O autor é fanoniano ainda em outro sentido: na clínica, ou na mobilização de elementos clínicos para analisar o mundo negro. Em Peau noire, masques blanches (Peles negras, máscaras brancas), Fanon, que tem formação médica, dedica a maior parte do livro a mostrar como o colonialismo destrói a subjetividade do colonizado. Neste ponto, a ruptura de Mbembe com o pós-estruturalismo é clara, visto que Foucault e Deleuze não pensam que exista um sujeito fundamental, mas que este é criado; em Deleuze, até mesmo o inconsciente deve ser produzido.
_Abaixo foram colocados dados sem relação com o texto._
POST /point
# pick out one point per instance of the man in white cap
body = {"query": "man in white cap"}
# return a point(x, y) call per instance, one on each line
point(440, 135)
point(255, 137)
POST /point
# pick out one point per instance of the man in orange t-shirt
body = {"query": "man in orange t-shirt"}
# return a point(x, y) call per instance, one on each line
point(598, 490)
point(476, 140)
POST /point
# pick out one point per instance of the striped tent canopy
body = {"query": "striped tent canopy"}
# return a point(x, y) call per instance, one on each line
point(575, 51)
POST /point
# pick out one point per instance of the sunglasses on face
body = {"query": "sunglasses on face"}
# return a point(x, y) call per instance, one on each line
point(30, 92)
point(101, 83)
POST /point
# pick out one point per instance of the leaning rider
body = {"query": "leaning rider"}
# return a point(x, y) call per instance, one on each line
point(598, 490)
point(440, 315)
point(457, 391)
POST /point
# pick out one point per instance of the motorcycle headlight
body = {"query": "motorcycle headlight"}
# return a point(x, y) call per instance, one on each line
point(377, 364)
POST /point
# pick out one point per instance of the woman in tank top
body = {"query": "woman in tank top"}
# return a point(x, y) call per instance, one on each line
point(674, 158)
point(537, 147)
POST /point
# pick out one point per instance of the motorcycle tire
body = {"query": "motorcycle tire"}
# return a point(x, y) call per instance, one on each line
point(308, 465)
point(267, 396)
Já Mbembe parece pensar nos termos do universalismo criptohegeliano de Fanon, que afirma a existência de uma humanidade destroçada pelo colonialismo, mas que cumpre reconciliar consigo mesma. 

O livro é bem escrito e, malgrado as falhas apresentadas acima, bem argumentado. Recomenda-se como uma boa análise das questões étnico-raciais. Deve desagradar marxistas (pela filiação pós-estruturalista) e liberais (pela insistência em modelos de luta e crítica ao neoliberalismo), mas faz bem o papel de dar seguimento às pesquisas pós-estruturalistas e decoloniais sobre a temática do racismo.